In the previous chapter, we defined the Hermitian conjugate of a matrix as its transpose conjugate: T^† = T^*. The more fundamental definition for Hermitian conjugate of a linear transformation for all vectors |α> and |β> is that, when we applied transformation $\hat{T}$^† to the first member of an inner product, it gives the same result as if $\hat{T}$ itself had been applied to the second vector:

< $\hat{T}$^†α|β > = < α|$\hat{T}$β >                                          (18.1)

In particular, the notation |$\hat{T}\beta $> means $\hat{T}$|$\beta $>, and <$\hat{T}$^†α|β> means the in-product of the vector $\hat{T}$^†|α> with vector |β>. Please notice also for any scalar c that:

<α|cβ> = c<α|β>                                                   (18.2)

But,

<cα|β> = c^*<α|β>                                                  (18.3)

If we’re working in an orthonormal basis the Hermitian conjugate of a linear transformation is represented by the Hermitian conjugate of the corresponding matrix, so that:

<α|$\hat{T}\beta $> = a^†Tb = (T^†a)^†b = <$\hat{T}$^†α|β>                               (18.4)

The Hermitian transformations ($\hat{T}$^† = $\hat{T}$) play a fundamental role in quantum mechanics. The eigenvectors and eigenvalues of a Hermitian transformation have three important properties:

1.      The eigenvalues of a Hermitian transformation are real.

This property can be proven as follows: Let λ be an eigenvalue of$\hat{T}$ and |α> ≠ |0>: $\hat{T}$|α> = λ|α>, then <α|$\hat{T}\alpha $> = <α|λα> = λ<α|α>. Meanwhile, if $\hat{T}$is Hermitian then: <α|$\hat{T}$α> = <$\hat{T}$α|α> = <λα|α> = λ^*<α|α>. But <α|α> ≠ 0 so that λ = λ^* and hence λ is real.

2.      The eigenvectors of a Hermitian transformation belonging to distinct eigenvalues are orthogonal.

Suppose $\hat{T}$|α > = λ|α> and $\hat{T}$|β> = μ|β> with μ ≠ λ then:

<α|$\hat{T}$β> = <α|μβ> = μ<α|β>

And if $\hat{T}$is Hermitian,

<α|$\hat{T}$β> = <$\hat{T}$α|β> = <λα|β> = λ^*<α|β>

Since λ = λ^* (from property 1), and λ ≠ μ by assumption, thus <α|β> = 0.

3.      The eigenvectors of a Hermitian transformation span the space.

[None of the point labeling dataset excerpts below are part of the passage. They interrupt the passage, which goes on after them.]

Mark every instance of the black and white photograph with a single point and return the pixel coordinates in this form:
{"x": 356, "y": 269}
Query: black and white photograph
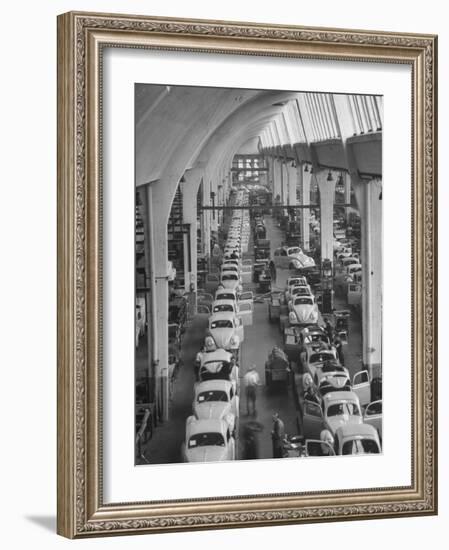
{"x": 258, "y": 274}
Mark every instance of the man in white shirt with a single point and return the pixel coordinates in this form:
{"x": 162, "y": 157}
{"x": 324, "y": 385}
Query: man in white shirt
{"x": 251, "y": 381}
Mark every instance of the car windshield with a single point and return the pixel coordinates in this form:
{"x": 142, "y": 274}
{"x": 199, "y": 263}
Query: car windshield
{"x": 212, "y": 395}
{"x": 222, "y": 323}
{"x": 223, "y": 307}
{"x": 332, "y": 367}
{"x": 320, "y": 357}
{"x": 344, "y": 407}
{"x": 229, "y": 277}
{"x": 206, "y": 439}
{"x": 300, "y": 290}
{"x": 225, "y": 296}
{"x": 303, "y": 302}
{"x": 360, "y": 446}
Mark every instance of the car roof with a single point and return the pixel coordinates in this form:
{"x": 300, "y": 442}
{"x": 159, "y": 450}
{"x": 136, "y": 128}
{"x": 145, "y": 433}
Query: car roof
{"x": 354, "y": 430}
{"x": 336, "y": 396}
{"x": 219, "y": 354}
{"x": 208, "y": 385}
{"x": 222, "y": 315}
{"x": 223, "y": 302}
{"x": 205, "y": 425}
{"x": 225, "y": 291}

If all the n-roots of the characteristic equation are distinct, then by property 2 we have n mutually orthogonal eigenvectors, so that they span the space. Suppose there are m-fold λ duplicate roots (degenerate eigenvalues), any linear combination of two eigenvectors belonging to the same eigenvalue is still an eigenvector, it can be shown that there are m linearly independent eigenvectors with eigenvalues λ. These eigenvectors can be orthogonalized by the Gram-Schmidt procedure. So, the eigenvectors of a Hermitian transformation can always be taken to constitute an orthonormal basis. It follows, that any Hermitian matrix can be diagonalized by a similarity transformation, with S unitary.